After finding what appear to be identical segments of DNA between pairs of people, Timber will filter out those that do not appear to have been inherited from a recent common ancestor.  For identical segments of the indicated sizes, bars show the proportion filtered out by Timber in a set of over 300,000 individuals. (Note: CentiMorgans (cM) are a unit of distance in the human genome.)
After finding what appear to be identical segments of DNA between pairs of people, Timber will filter out those that do not appear to have been inherited from a recent common ancestor. For identical segments of the indicated sizes, bars show the proportion filtered out by Timber in a set of over 300,000 individuals. (Note: CentiMorgans (cM) are a unit of distance in the human genome.)

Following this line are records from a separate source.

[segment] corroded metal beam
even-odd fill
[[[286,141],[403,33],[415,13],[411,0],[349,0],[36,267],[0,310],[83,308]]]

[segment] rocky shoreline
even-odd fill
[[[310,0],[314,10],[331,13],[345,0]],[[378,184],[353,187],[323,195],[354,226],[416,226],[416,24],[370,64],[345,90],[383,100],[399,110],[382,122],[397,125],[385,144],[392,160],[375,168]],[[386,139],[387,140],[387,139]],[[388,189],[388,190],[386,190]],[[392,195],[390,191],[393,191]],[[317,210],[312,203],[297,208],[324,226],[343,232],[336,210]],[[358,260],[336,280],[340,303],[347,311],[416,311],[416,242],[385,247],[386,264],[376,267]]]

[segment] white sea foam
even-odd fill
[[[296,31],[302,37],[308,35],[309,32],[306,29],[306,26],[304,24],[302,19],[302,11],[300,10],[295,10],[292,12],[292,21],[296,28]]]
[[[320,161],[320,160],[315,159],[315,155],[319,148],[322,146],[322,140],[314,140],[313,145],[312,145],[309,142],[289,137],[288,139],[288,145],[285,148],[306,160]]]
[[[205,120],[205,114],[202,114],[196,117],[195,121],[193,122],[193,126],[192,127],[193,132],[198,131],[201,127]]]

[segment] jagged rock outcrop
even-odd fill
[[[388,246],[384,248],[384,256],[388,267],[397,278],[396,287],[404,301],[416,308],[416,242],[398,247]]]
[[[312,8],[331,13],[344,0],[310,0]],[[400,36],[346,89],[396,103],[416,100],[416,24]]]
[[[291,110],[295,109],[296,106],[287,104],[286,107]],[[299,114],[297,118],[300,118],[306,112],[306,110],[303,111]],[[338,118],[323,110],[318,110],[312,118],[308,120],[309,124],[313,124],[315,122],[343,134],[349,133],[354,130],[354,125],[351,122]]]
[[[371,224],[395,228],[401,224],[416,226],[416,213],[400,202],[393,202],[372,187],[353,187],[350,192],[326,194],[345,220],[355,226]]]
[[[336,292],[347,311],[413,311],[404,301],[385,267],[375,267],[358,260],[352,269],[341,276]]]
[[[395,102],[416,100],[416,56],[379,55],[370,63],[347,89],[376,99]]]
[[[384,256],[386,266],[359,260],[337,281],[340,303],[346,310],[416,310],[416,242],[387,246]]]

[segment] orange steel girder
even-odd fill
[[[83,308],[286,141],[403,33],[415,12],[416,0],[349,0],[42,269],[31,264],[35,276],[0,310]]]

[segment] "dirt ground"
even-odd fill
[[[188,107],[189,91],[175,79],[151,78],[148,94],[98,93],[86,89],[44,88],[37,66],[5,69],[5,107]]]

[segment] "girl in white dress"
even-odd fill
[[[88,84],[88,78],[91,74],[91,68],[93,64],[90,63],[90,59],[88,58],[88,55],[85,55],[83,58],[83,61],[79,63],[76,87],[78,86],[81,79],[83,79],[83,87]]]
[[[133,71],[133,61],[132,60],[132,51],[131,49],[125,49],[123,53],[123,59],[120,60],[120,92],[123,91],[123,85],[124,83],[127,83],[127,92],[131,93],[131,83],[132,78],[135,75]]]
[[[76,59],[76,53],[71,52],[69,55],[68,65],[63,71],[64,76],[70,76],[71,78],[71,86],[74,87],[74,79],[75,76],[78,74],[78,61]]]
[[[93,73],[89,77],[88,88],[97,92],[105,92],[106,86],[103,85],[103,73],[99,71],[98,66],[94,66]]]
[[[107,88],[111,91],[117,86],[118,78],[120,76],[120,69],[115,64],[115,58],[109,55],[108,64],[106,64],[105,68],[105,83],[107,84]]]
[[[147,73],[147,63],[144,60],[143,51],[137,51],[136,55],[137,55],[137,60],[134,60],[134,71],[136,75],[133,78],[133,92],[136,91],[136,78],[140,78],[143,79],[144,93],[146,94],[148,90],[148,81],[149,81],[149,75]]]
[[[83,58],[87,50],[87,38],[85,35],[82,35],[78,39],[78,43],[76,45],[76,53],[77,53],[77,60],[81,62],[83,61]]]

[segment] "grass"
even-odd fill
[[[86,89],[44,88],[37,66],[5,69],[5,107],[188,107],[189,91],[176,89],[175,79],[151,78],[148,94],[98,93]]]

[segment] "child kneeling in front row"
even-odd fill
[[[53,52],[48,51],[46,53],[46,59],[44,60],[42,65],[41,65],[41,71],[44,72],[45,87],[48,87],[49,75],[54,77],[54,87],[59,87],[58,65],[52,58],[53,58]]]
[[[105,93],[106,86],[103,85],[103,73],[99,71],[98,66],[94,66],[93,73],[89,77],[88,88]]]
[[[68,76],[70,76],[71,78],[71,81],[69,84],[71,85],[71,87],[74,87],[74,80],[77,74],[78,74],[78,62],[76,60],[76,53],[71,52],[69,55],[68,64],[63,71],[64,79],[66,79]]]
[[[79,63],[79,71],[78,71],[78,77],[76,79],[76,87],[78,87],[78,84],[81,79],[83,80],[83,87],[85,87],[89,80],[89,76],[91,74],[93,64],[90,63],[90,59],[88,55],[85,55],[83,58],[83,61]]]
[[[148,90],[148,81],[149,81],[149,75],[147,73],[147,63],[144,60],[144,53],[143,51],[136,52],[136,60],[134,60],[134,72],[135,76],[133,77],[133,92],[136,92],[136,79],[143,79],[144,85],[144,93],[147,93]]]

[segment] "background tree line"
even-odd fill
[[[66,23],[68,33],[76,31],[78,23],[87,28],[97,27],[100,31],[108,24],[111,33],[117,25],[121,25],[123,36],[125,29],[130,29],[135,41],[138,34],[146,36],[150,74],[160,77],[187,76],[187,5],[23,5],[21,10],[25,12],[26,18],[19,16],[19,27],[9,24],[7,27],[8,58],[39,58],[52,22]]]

What this chart clearly shows is that when trying to identify DNA matches who share DNA from a recent common ancestor, there is much more to it than the sizes of the identical DNA segments. Longer identical segments don’t necessarily prove that two people have a recent common ancestor.  DNA matching among hundreds of thousands of people has shown that even long identical segments can indicate shared ancestry, shared population history, or a more distant shared ancestor.

The good news is that by using a filter like Timber, we can find shared DNA that is more likely to be due to recent common ancestors.  It’s important to keep in mind that identifying identical segments and filtering them are both statistical decisions; so, it is difficult to base conclusions on any particular shared segment of DNA alone.  But in aggregate, a large number of experiments on data from real families as well as computationally engineered ones have shown that Timber is exceptionally powerful at removing DNA matches that are due to more distant relationships.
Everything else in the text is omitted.